Digital Social Responsibility: Search for a Sound, Responsible Information Society

October 29, 2008

Jun Kurihara, Senior Fellow, Ash Institute for Democratic Governance and Innovation, John F. Kennedy School of Government, Harvard University
Charla Griffy-Brown, Associate Professor of Information Systems, Graziadio School of Business and Management, Pepperdine University
Harriet Pearson, Vice President, Regulatory Policy and Chief Privacy Officer, IBM Corporation

Devin Stewart, Director, Global Policy Innovations, Carnegie Council for Ethics in International Affairs

A distinguished panel of experts on globalization and information systems met at Japan Society to discuss how U. S. and Japanese firms should position and promote their corporate social responsibilities in a digital world.

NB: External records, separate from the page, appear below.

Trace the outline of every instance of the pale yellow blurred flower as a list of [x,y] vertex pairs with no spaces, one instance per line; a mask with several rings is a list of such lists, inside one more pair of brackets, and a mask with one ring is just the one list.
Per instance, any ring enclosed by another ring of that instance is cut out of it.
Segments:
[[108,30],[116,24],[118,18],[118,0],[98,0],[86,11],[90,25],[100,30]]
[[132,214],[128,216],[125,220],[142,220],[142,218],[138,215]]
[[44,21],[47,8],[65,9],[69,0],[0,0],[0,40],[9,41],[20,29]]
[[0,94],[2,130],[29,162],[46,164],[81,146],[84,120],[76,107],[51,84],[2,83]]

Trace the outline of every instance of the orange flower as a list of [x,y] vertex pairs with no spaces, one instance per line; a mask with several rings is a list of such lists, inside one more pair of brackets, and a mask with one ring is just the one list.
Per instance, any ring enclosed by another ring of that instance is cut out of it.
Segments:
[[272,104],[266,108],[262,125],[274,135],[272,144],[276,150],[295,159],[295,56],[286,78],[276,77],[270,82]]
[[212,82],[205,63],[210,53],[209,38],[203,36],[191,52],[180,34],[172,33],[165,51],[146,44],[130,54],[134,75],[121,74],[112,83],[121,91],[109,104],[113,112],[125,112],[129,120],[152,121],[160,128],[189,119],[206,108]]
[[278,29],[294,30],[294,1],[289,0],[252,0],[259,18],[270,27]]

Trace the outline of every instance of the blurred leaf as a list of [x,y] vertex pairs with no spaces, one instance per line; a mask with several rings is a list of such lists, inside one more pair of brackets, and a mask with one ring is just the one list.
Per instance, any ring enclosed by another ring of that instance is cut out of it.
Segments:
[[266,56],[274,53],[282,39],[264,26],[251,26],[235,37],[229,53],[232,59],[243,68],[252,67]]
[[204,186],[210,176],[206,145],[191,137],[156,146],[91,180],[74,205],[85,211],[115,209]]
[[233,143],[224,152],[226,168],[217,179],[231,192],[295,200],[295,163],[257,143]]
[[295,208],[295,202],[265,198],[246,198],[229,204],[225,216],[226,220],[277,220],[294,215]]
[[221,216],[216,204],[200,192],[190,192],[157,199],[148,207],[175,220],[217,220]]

Just the evening before, Yahoo, Google and Microsoft signed an agreement on human rights guidelines for the Internet, noted moderator Devin Stewart of the Carnegie Council for Ethics in International Affairs. The accord "came about as a result of pressure from international NGOs to address some concerns about Internet companies doing business in China," and early analysis suggests that it is a promising first step. The hope is that the three companies "will try their best to have a less negative impact on human rights," which can include issues of corruption, access to information and access to courts--"the whole gamut," Mr. Stewart said.

Corporate social responsibility, or CSR, means investing in the larger development of society, including education, the environment, aid to the poor and health care, said panelist Charla Griffy-Brown of Pepperdine University. As social media like YouTube, MySpace, Facebook and Mixi create "a transformation of the social logic," there's broad agreement among corporate executives that information stewardship, managing and setting policies for data accuracy, security and access across an enterprise, is an essential part of CSR. However, it's not clear how closely practice follows principle: A 2006 Techweb survey showed only about 40 percent of global firms are investing in this area, she said.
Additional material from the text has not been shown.